Rules calling for the disclosure of the salaries of corporate bosses who earn more than W500 million a year are failing to bite (US$1=W1,110). Instead of declaring their earnings, conglomerate owners simply step down from the board of directors, raising concerns that transparency is making no progress at all.
Many CEOs relinquished their board positions at shareholder's meetings held last year. Disgraced SK Group chairman Chey Tae-won, who is in jail, and fellow convict Hanwha Group chairman Kim Seung-youn took the lead because they had no choice.
But there was no obvious reason for CJ Group chairman Lee Jae-hyun and Shinsegae vice chairman Chung Yong-jin to step down from their boards -- unless they wanted to keep their earnings secret. Out of 1,370 companies owned by conglomerates, the number of subsidiaries where at least one member of the founding family is a director member fell from 375 in 2013 to 312 last year.

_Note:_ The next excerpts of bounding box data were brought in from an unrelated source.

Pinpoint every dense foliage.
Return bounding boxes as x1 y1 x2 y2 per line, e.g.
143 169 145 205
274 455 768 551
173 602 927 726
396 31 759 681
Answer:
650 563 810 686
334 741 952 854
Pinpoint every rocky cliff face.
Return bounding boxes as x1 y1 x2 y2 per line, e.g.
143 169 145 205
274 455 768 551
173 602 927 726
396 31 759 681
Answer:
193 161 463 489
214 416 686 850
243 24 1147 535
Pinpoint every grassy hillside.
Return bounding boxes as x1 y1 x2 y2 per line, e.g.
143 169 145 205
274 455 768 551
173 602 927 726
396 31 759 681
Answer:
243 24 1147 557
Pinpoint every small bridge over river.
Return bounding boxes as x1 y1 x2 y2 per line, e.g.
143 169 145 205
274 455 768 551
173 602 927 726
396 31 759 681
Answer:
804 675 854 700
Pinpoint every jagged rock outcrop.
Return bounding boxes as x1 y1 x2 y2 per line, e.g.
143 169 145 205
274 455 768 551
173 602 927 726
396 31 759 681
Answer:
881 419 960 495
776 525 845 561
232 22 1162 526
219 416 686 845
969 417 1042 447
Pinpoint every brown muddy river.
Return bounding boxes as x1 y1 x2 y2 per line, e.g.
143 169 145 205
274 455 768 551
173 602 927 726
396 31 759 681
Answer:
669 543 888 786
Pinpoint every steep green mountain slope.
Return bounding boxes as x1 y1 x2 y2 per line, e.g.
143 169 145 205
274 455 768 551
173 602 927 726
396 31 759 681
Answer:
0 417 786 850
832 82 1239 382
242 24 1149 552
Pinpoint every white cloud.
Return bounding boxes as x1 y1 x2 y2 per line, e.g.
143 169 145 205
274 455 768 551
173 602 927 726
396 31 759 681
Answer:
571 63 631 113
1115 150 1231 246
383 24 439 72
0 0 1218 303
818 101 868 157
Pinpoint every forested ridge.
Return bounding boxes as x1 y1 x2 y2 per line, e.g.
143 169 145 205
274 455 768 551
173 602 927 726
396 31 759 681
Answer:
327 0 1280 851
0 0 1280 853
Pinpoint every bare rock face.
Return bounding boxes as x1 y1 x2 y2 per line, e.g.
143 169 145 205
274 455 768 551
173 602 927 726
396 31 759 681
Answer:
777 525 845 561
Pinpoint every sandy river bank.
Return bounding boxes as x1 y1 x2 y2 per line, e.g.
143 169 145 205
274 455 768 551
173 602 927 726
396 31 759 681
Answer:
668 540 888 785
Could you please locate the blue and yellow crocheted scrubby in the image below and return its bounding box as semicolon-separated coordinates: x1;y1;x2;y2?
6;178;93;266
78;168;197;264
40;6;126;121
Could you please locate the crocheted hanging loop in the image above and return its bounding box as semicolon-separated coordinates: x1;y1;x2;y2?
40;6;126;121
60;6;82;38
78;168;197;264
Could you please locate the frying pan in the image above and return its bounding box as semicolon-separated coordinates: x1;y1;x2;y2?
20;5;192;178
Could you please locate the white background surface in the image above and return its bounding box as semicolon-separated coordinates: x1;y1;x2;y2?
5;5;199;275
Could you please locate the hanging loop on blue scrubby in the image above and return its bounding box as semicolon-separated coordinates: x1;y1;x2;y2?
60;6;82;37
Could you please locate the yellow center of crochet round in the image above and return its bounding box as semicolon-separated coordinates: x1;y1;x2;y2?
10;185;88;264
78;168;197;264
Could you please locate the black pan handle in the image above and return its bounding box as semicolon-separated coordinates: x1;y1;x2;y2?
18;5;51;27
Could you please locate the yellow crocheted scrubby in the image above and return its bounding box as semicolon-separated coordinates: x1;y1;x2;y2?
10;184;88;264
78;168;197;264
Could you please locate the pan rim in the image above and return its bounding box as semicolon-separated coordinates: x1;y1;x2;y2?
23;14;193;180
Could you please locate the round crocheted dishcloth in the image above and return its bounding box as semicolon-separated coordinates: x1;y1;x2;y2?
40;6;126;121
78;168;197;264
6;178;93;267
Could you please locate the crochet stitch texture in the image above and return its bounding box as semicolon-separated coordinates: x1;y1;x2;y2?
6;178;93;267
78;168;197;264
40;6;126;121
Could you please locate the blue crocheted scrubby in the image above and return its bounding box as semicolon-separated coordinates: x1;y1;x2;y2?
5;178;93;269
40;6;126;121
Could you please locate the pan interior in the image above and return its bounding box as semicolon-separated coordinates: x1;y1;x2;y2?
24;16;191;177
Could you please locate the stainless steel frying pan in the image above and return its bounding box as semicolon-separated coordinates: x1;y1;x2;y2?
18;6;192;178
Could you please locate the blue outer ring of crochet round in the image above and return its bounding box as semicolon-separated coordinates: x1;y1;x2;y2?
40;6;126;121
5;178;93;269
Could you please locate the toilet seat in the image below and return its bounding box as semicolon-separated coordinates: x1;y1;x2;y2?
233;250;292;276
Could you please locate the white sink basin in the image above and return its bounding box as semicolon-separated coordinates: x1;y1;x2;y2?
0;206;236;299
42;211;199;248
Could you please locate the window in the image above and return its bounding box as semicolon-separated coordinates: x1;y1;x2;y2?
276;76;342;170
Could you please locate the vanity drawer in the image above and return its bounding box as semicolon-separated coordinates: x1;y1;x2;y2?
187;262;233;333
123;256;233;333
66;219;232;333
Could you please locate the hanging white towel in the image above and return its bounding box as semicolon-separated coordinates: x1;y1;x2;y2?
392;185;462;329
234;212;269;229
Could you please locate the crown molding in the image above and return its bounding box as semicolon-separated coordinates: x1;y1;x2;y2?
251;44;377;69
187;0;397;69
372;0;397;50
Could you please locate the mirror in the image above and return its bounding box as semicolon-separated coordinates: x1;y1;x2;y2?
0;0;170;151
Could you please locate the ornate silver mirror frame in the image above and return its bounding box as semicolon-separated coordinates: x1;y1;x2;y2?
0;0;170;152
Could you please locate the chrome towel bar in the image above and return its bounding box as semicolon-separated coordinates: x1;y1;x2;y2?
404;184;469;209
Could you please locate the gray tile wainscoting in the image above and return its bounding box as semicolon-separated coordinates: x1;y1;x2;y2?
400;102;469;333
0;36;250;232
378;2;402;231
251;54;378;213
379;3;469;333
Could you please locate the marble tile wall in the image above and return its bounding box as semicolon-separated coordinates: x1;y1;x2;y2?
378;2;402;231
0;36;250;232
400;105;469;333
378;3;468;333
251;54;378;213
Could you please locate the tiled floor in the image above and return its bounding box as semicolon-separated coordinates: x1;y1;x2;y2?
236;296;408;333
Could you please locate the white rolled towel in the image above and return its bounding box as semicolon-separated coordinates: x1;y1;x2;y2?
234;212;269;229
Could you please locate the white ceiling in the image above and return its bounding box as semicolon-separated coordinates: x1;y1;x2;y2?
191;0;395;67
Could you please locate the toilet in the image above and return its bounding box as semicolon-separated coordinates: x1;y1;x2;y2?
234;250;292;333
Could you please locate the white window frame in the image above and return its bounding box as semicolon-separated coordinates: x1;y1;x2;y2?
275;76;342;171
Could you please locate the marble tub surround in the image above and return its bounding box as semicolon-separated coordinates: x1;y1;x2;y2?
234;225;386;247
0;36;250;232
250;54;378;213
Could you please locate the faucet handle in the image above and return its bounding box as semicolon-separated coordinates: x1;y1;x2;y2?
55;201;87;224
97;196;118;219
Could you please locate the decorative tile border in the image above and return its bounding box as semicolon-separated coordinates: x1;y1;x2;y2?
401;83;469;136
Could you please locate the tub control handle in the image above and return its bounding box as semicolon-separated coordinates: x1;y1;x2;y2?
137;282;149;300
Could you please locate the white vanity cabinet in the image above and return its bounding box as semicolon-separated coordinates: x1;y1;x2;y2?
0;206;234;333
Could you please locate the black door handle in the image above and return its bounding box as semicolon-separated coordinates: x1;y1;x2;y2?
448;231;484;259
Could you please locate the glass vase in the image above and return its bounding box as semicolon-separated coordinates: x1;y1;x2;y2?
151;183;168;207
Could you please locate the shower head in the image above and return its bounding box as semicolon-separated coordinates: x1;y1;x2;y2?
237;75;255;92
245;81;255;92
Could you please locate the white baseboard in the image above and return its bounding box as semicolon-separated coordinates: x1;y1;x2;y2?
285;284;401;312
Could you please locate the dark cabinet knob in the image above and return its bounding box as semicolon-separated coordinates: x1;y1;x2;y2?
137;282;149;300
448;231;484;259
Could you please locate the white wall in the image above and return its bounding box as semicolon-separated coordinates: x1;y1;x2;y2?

Listed companies have been required since last year to reveal the annual salaries of board members who make more than W500 million a year. The only corporate chiefs to reveal their salaries under the new measure were Hyundai Motor chairman Chung Mong-koo, LG Group chairman Koo Bon-moo, Lotte Group chairman Shin Dong-bin, Hanjin Group chairman Cho Yang-ho and GS Group chairman Huh Chang-soo.
One industry insider said, "At this rate the measure is useless." There is also controversy over the measure itself. Critics say that all senior corporate executives should declare their earnings. They cite examples in the U.S. and other advanced economies where the salaries of top management executives are made public to give shareholders an opportunity to prevent overpaying.
But others say the U.S., Japan and Germany have different objectives than Korea in making fat-cat salaries public. In those countries the top management can form committees to determine their own wages, which requires a separate monitoring mechanism. But in Korea, the salaries of corporate chiefs need to be approved by shareholders, which some say is enough transparency and there is no need for the wider public to know.
Meanwhile, Chung at Hyundai earned W21.6 billion from the automaker and affiliates Hyundai Engineering and Construction and Hyundai Steel, the fattest pay check. It includes a W9.5 billion in retirement pay Chung received after stepping down from his board position at Hyundai Steel. If that is excluded, Chung made around W12.1 billion last year, less than the W14.6 billion pocketed by Shin Jong-kyun, the head of Samsung Electronics' mobile communications business.